France to ban Muslim abaya dress in state schools

PARIS (Reuters) – France will ban children from wearing the abaya, the loose-fitting, full-length robes worn by

 some Muslim women, in state-run schools, its education minister said on Sunday ahead of the back-to-school season.

France, which has enforced a strict ban on religious signs in state schools since 19th century laws removed any traditional Catholic influence from public education, has struggled to update guidelines to deal with a growing Muslim minority.

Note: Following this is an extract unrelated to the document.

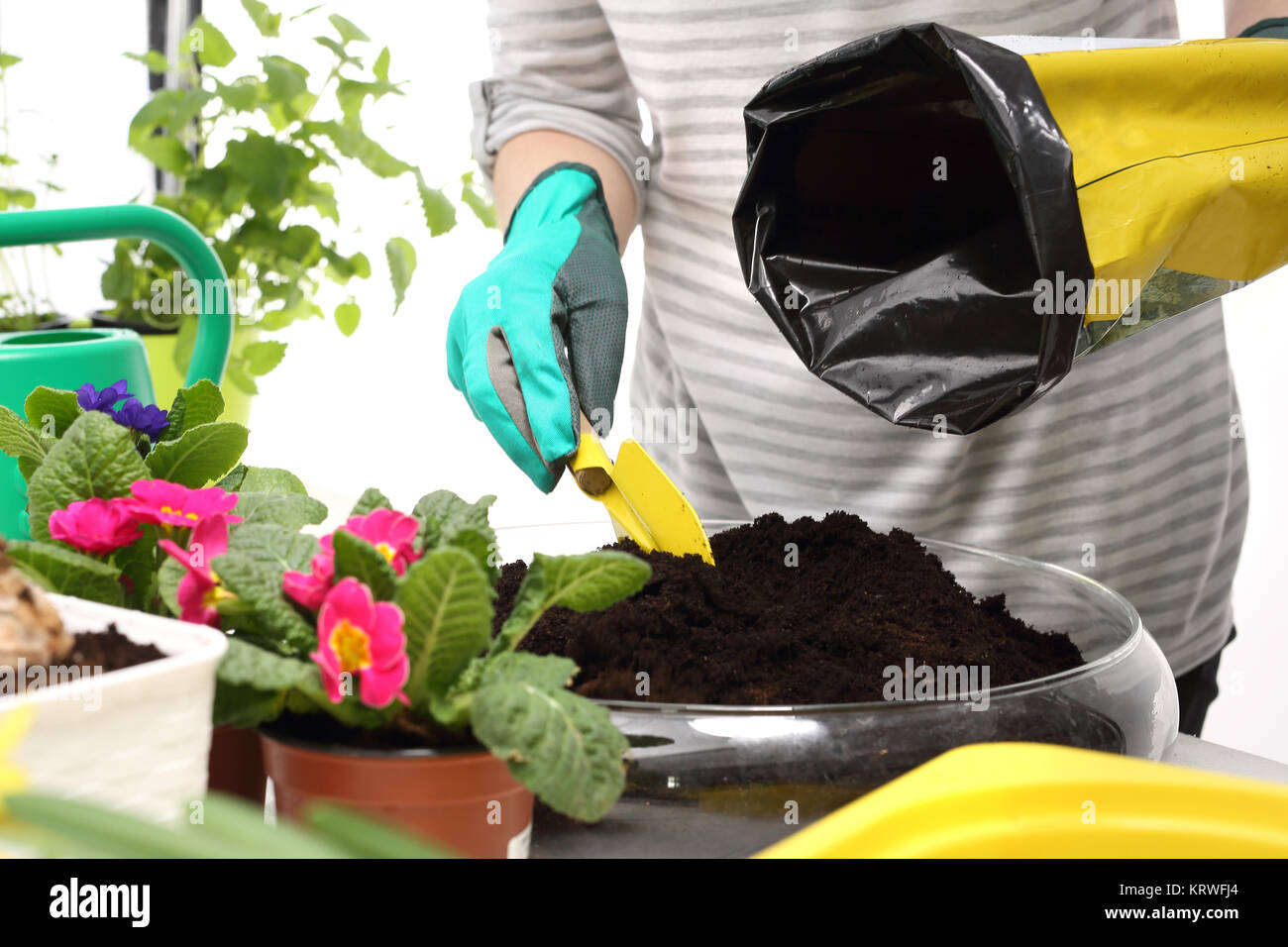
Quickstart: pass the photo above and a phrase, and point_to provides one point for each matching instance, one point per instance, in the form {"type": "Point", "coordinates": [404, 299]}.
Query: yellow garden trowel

In 2004, it banned headscarves in schools and passed a ban on full face veils in public in 2010, angering some in its five million-strong Muslim community.

“I have decided that the abaya could no longer be worn in schools,” Education Minister Gabriel Attal said in an interview with TV channel TF1. “When you walk into a classroom, you shouldn’t be able to identify the pupils’ religion just by looking at them,”

He said he will give “clear rules at the national level” to school heads just as they return to classes nationwide from 4 September, Le Monde reported.

“Secularism means the freedom to emancipate oneself through school,” Mr Attal said and described the abaya as “a religious gesture, aimed at testing the resistance of the republic toward the secular sanctuary that school must constitute”.

France – known for implementing a strict prohibition on religious symbols within state schools and government buildings – has encountered challenges in modernising its directives to address the country’s expanding Muslim minority.